‘I’m taking the other test.’
Nash stared after her. What the hell? Following her, he found her pawing through her handbag in the kitchen. ‘The other test?’
‘They didn’t have any single test kits,’ she said, locating the other pink box and heading for the toilet.
‘There’s no point,’ he said, following her. ‘it’ll be the same.’
Maggie turned around. ‘It’s wrong. It has to be.’
She was trying not to get excited. Trying not to get carried away. How many tests had she done in the past convinced she was pregnant? How many times had her hopes been raised, only to be dashed so wretchedly?
Nash sighed, resignation already taking a firm foothold in the mountain of his blind panic. ‘It’s not. You don’t get false positives. Only false negatives.’
If he’d had any idea how much Maggie wanted to cling to that, he would have kept his mouth firmly shut. But she’d been down this road one too many times. She was forty, for crying out loud.
And infertile.
‘It’s wrong,’ she insisted, before closing the door in his face.
Because if he was right, if the test was right, it would be just too surreal.
Nash paced outside, his brain churning, thoughts tossing around like garments in a tumble-dryer. He checked his watch. A minute later he checked it again. What the hell was taking her so long?
‘Maggie.’ He banged on the door. ‘What on earth are you doing in there?’ he growled.
How long did it take to wee on a stick?
Maggie startled. The flow she was trying to coax instantly disappeared. She couldn’t believe her bladder was choosing this moment for an attack of performance anxiety. She could see the shadow of Nash’s pacing footsteps in the polished floorboards under the crack of the door which was putting her urinary tract under a lot more pressure.
‘Give me a break,’ she said crankily. ‘I only did this twenty minutes ago. It’s not a bottomless cup.’
‘Do you want me to turn a tap on?’
Maggie glared at the door. ‘I want you to go away.’
‘I’m not going anywhere.’
Great! Maggie shut her eyes and concentrated. Hard. On waterfalls and pouring rain and dripping taps. And warm, yellowish fluid of another origin. Surrounding her baby. Nourishing it. Cocooning it. Protecting it. Rocking it to sleep.
She smiled at the thought and finally found the release she was after.
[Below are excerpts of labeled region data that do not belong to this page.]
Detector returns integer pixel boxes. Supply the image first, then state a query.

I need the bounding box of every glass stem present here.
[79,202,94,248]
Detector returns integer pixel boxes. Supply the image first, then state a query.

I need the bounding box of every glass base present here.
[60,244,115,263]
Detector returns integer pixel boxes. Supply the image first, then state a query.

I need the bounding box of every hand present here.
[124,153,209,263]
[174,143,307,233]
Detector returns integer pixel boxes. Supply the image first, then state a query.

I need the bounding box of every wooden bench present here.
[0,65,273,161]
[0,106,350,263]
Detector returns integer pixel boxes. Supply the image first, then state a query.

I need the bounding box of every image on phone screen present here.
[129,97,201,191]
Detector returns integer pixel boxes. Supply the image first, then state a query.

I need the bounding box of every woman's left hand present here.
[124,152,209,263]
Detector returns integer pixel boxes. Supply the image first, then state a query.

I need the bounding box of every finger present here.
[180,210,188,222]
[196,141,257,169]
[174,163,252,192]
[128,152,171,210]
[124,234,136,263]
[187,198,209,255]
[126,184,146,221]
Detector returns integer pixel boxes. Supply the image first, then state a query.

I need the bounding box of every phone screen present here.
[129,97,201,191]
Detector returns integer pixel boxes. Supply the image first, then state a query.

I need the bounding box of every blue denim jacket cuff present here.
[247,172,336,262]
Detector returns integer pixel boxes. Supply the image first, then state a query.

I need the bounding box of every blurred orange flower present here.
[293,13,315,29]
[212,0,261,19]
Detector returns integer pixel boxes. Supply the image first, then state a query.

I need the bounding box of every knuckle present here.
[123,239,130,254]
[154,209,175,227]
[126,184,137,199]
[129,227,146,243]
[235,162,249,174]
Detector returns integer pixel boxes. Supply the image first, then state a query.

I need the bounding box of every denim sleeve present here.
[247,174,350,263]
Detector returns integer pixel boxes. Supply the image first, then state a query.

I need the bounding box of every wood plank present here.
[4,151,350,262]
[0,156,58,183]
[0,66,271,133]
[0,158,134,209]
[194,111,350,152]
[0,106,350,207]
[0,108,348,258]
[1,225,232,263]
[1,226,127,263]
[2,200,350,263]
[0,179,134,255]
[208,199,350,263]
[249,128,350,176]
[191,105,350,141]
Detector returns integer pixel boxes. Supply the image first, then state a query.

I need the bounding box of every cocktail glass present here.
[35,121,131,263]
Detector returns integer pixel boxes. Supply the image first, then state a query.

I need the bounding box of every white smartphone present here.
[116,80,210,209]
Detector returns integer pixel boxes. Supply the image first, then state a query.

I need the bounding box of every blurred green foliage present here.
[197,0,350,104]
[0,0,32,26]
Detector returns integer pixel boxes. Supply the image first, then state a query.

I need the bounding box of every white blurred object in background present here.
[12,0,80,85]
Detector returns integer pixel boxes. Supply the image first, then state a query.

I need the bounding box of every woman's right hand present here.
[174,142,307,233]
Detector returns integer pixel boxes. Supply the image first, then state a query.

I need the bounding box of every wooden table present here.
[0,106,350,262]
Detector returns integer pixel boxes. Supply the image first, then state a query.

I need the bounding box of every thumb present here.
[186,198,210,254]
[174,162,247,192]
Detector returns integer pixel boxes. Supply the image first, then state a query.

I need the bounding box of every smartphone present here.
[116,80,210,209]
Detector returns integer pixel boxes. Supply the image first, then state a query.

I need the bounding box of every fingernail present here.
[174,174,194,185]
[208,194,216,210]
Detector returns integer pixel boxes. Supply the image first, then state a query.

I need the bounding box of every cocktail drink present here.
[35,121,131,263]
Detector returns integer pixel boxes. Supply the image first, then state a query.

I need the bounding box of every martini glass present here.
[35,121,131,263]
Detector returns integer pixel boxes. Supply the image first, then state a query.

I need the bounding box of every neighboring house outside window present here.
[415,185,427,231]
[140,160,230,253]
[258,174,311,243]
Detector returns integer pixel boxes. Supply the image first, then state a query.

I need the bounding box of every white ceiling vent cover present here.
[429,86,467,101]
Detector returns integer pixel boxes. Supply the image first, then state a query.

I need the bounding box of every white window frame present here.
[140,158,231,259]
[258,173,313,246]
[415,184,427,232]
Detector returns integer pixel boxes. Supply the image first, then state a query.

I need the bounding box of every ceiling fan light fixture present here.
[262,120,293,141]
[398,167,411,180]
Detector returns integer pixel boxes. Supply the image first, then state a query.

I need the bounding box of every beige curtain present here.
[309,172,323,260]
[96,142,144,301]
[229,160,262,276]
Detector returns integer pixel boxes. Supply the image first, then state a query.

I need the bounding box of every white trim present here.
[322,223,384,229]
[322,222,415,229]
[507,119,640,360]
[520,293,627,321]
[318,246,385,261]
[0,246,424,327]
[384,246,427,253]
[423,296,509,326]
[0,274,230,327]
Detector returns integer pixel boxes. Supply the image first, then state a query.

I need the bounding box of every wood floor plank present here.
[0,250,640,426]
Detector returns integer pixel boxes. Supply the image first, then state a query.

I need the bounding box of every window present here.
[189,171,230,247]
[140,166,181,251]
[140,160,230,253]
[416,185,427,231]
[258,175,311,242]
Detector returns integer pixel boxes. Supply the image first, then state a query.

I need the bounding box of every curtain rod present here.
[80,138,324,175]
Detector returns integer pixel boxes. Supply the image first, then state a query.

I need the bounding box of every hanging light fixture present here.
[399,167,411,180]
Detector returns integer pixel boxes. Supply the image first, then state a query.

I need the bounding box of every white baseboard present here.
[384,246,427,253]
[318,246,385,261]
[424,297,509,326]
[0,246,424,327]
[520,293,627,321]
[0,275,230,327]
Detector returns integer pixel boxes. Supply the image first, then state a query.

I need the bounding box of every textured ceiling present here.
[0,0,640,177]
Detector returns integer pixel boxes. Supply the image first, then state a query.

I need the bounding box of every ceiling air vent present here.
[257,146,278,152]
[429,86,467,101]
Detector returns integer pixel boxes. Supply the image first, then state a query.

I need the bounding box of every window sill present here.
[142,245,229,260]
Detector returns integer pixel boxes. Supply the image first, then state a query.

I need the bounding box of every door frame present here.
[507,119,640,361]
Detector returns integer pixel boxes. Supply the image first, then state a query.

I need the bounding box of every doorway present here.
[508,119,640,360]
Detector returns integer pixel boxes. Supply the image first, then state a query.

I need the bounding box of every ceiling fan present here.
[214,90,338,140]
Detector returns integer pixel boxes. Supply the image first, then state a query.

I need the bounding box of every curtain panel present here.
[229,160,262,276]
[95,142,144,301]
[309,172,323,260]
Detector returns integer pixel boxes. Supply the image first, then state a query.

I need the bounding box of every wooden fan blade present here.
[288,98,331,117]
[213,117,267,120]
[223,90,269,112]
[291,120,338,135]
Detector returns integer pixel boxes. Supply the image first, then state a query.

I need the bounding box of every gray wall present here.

This time she looked straight away, preparing to count to one hundred and twenty Mississippi’s before she saw a change in the test window. But it was there already.
Another pink plus sign.
Maggie stood for a few seconds, just staring at it, until another bang on the door interrupted the sheer incredulity she was feeling.
‘Damn it, Maggie.’
Opening the door, she found Nash looking equal parts harried and annoyed. And when he quirked his eyebrow at her she said, ‘I’m pregnant,’ and promptly burst into tears.
***
Nash stood, temporarilyparalysed, as Maggie’s face crumpled and great heaving sobs screwed her face into a mask of utter grief.
Oh, God. Not tears. How could he be angry with her when she was so heartbroken?
Still, he was surprised at her reaction. For a woman who’d spent a good part of an entire decade and a lot of hard-earned money trying to get pregnant, he’d thought she’d be ecstatic.